Jean, Léonor, François Le Marois

1776 - 1836

Informations générales
  • Né le 17 mars 1776 à Bricquebec (Manche - France)
  • Décédé le 15 octobre 1836 à Paris (Paris - France)

Mandats à l'Assemblée nationale ou à la Chambre des députés

Régime politique
Consulat et Premier Empire
Législature
Corps législatif
Mandat
Du 7 mars 1807 au 1er juillet 1812
Département
Manche

Biographies

Biographie extraite du dictionnaire des parlementaires français de 1789 à 1889 (Adolphe Robert et Gaston Cougny)

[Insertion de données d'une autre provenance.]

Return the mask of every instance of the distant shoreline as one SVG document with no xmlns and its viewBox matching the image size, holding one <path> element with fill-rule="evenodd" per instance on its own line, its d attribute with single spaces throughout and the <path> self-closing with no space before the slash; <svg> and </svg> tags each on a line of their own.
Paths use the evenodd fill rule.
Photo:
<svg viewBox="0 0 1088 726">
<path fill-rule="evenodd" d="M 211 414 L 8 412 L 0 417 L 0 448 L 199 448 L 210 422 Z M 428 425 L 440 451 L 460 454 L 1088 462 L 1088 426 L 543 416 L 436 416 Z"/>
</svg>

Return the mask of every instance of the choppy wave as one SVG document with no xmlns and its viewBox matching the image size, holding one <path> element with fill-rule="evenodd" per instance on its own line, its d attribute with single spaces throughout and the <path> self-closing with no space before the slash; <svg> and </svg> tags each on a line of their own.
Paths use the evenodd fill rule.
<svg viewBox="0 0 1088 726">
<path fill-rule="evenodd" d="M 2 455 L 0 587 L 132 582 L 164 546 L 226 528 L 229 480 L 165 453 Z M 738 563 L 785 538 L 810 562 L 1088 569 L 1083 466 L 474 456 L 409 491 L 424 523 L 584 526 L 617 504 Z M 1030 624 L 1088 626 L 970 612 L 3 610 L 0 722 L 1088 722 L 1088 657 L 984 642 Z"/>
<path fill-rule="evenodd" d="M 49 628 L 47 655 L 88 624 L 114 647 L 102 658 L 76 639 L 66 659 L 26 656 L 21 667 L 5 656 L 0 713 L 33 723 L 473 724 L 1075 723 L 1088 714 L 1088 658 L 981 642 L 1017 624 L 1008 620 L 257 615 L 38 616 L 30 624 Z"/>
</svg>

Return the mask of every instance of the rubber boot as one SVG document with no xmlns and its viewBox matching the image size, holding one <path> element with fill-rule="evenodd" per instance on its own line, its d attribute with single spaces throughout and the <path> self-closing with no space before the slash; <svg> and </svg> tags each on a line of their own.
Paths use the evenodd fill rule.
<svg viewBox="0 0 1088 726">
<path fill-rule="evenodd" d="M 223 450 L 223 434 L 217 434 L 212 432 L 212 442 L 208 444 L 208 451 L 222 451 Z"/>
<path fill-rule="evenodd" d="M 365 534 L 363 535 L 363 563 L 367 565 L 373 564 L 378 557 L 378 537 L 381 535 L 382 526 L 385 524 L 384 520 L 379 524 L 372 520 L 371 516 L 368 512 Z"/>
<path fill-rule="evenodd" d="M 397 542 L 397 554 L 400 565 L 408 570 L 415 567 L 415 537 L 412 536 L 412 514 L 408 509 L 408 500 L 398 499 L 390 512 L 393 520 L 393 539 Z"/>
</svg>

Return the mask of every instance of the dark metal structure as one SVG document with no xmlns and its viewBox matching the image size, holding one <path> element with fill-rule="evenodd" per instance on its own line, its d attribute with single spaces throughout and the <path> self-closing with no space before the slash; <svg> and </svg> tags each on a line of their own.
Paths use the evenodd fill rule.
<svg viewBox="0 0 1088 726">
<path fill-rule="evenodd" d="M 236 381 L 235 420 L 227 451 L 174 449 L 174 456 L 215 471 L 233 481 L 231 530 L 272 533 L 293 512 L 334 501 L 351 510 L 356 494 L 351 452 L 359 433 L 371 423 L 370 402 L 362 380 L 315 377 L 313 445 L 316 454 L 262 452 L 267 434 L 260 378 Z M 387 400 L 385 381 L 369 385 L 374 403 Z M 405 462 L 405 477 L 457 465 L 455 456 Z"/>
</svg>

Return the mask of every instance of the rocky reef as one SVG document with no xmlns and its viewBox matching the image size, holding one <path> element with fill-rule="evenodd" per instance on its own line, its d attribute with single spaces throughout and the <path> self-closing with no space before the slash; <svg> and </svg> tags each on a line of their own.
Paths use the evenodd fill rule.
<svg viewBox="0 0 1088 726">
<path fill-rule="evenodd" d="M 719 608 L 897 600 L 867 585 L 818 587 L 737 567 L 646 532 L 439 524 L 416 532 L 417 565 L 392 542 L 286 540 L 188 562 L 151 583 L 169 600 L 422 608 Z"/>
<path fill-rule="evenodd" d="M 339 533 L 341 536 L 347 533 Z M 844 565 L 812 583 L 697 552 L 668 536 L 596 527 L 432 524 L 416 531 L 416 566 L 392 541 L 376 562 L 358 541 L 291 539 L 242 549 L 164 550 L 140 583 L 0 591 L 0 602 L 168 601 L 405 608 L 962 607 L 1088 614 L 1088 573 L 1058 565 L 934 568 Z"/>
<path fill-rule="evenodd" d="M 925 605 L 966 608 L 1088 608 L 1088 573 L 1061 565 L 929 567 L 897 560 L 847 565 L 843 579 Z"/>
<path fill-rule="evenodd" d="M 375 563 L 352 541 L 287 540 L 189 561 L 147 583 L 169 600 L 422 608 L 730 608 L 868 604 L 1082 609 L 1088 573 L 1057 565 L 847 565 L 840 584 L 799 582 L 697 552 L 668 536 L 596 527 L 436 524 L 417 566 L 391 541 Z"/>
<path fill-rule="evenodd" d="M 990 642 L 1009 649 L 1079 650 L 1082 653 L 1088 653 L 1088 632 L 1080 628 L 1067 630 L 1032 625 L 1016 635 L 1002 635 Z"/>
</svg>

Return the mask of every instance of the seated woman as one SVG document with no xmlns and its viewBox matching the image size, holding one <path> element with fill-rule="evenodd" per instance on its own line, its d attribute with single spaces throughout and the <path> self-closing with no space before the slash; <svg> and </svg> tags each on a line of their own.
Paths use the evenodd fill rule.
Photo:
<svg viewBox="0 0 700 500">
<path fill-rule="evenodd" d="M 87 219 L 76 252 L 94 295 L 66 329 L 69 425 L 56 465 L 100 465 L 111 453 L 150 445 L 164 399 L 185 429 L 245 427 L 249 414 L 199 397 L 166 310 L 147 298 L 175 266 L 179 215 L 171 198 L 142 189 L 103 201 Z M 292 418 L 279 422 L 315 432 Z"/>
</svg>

Député au Corps législatif de 1807 et pair des Cent-Jours, né à Bricquebec (Manche) le 17 mars 1776, mort à Paris le 15 octobre 1836, « fils de Guillaume Le Marois et de Renée Leclere », il entra, en 1774, à l'Ecole de Mars, puis, à la suppression de cette école, devint aide de camp de Letourneur envoyé à Toulon.

Nommé lieutenant après le 13 vendémiaire, il passa sous les ordres de Bonaparte, qui se l'attacha d'une manière toute particulière. Capitaine lors de la campagne d'Italie, il se distingua à Lodi et à Roveredo, où il fut blessé grièvement, puis à Arcole. Ce fut lui que Bonaparte envoya à Paris pour présenter au Directoire les drapeaux pris à l'ennemi. Nommé chef de bataillon quelques jours plus tard, il ne put, en raison de ses blessures, prendre part à l'expédition d'Egypte. Colonel après Marengo, général de brigade en l'an X, il reçut du premier Consul le commandement des Côtes-du-Nord.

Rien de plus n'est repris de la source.